Derek Gillman has held the position of President, CEO and the Edna S. Tuttleman
Director of the Pennsylvania Academy of the Fine Arts since the beginning of 2001.
He came to the Academy in June 1999 as Executive Director and Provost. From 1995
to 1999, Mr. Gillman served as Deputy Director of the National Gallery of
Victoria (NGV), Melbourne, Australia's principal encyclopedic art museum, where
he was responsible both for the international and Australian collections. For
the previous ten years he was Keeper (equivalent to Director) of the Sainsbury
Centre for Visual Arts at the University of East Anglia, which holds the Robert
and Lisa Sainsbury Collection of antiquities, non-western and modern western
art. He began his museum career in 1981 at the British Museum, where he was a
curator in the Department of Oriental Antiquities. Prior to that he worked for
four years at Christie's London as a specialist in Chinese art, following a year
spent at the Beijing Languages Institute on a British Council scholarship.
He was an undergraduate at Magdalen College, Oxford University, where he first
read Philosophy and Experimental Psychology, and then Chinese Studies, and holds
a Master of Laws degree by research from the University of East Anglia. In
1991, he participated in the Getty Trust Museum Management Institute (MMI)

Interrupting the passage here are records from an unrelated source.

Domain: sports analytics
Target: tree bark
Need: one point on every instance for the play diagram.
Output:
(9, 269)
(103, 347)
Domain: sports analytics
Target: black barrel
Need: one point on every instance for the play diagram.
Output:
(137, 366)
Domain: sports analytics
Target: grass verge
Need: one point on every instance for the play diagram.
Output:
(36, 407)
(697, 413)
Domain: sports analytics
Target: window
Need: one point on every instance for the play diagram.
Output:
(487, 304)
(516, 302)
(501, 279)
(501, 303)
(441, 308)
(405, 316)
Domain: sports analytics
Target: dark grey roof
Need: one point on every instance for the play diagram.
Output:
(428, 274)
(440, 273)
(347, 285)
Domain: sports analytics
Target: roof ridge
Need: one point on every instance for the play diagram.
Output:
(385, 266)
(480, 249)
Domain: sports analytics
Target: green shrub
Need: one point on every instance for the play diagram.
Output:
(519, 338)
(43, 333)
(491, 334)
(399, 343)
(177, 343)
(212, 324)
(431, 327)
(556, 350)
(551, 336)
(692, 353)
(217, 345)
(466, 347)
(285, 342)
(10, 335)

course at U.C. Berkeley, and in 2004 the Strategic Perspectives in Non-Profit
Management program at the Harvard Business School. From 1998-2003 he was a
Senior Fellow at the University of Melbourne. He has published and taught in
the fields of Chinese art, and museum and heritage studies. His book The Idea
of Cultural Heritage is published this month by the Institute of Art and Law
(UK).
Among the committees on which he has served are the Board of the School of World
Art Studies and Music at the University of East Anglia (1985-95), and the
governing Board of the Norfolk Institute of Art and Design (from 1990-95).
In Philadelphia he serves on the Boards of the Avenue of the Arts and the
Parkway Council Foundation. He is also on the Board of the Association of
Independent Colleges of Art and Design and a member of the Association of Art
Museum Directors.
Mr. Gillman has been intimately involved with four significant building
projects: an extension to the Sainsbury Centre undertaken by its original
architect, Norman Foster; two buildings in Melbourne - a renovation of the
National Gallery of Victoria by Mario Bellini (now the NGV International),
and a new museum for the NGV's Australian collections (now the NGV Australia)
designed by the London practice Lab Architecture; and the new 270,000 sq. ft.
Samuel M. V. Hamilton Building at the Pennsylvania Academy designed by
Dagit-Saylor. Combining public galleries, classrooms and studios, the
Hamilton Building first opened to students in fall 2003, and to the public in
January 2005.
During his time in Philadelphia, significant works have been added to the
Academy's collection by Eakins, Whistler, Gottlieb, Krasner, Neel,
Frankenthaler, Golub, Westermann, Nutt and Ryman, and also major works from the
Vivian and Meyer Potamkin Collection. Other achievements include overseeing
the American Sublime and In Private Hands exhibition projects;
renovating the
historic galleries; publishing Pennsylvania Academy of the Fine Arts: 200 Years
of Excellence (2004); completing the 200th Anniversary celebrations; initiating
an exchange relationship with the China Academy of Art; and, in November 2005,
receiving the National Medal of Arts on behalf of the Academy from President
Bush.
He is married to Yael Hirsch and has three children.